At the Vegas Stardust Hotel, where they are currently fulfilling a million-a-year contract, there has never been an empty seat at any of their 15 weekly performances. Part magic show, part circus, their act features a menagerie of tigers, lions, elephants and birds. Presto, and a scarf turns into a flock of doves. Presto again, and an elephant evanesces. There is also now a lady who vanishes: Lynette Chappell, a former Blue Bell who joined the act and later took over as business manager. She always emerges unscratched—but not so the men. Siegfried, who has suffered 82 stitches in five years, has sometimes been bloodied but never bowed. “When I am standing there covered with blood,” he says, “I know that I am going to get a standing ovation.”

Their heroic animal show dates back to an unlikely ark, the German cruise ship Bremen. Siegfried, 39, the son of Munich hotelkeepers, was a magician hired to entertain the passengers. Roy, 34, a banker’s son, was a steward with a fondness for big cats who suggested they put together an act.
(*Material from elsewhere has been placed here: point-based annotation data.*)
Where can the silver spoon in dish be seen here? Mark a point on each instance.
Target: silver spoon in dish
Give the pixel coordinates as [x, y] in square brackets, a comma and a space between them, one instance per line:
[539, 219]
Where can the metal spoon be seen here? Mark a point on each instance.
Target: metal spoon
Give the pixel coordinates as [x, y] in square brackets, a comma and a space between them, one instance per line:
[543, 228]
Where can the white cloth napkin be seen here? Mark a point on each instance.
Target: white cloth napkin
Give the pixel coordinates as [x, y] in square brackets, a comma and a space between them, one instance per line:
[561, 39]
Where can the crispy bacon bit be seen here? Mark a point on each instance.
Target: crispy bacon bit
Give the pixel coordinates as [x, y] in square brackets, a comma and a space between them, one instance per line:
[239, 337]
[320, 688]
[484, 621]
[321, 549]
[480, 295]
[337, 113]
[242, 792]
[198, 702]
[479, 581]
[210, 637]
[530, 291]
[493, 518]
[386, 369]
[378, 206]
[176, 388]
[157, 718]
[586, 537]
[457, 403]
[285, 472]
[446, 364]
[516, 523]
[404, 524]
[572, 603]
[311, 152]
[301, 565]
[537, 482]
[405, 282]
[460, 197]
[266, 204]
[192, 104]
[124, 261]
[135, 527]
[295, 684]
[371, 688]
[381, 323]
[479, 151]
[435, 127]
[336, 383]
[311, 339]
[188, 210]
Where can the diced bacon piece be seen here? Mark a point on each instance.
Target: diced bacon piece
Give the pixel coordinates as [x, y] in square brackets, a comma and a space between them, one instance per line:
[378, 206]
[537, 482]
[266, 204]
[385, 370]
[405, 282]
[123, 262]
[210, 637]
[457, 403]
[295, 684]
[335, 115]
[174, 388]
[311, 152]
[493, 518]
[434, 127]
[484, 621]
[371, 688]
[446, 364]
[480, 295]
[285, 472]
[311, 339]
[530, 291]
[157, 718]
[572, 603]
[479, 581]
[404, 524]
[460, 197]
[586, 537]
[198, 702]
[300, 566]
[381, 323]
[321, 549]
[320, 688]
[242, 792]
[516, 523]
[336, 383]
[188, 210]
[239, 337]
Siegfried concedes: “The first time I saw Roy’s pet cheetah I was scared to hell.” But, like magic, they assembled a show to tour Europe. Their breakthrough was an invitation to perform before Princess Grace and Prince Rainier in Monaco.

Since settling in Las Vegas in 1969, they have adopted royal trappings of their own. The pair live with Johanna Horn, Roy’s mother, in an antique-filled Spanish-style hacienda. It has a $150,000 wing for the menagerie, which includes nine big cats and 100 variegated birds (the elephant is put up at the hotel). Should Roy be away for long, he calls home and has the phone hooked up to a special amplifier in the animal quarters. “I use a sort of baby talk,” he explains sheepishly. “They like hearing the sound of my voice.” As for why he shares a house with Siegfried, Roy also has an answer. “Our work is our mistress,” he says. “It is stronger than a marriage.”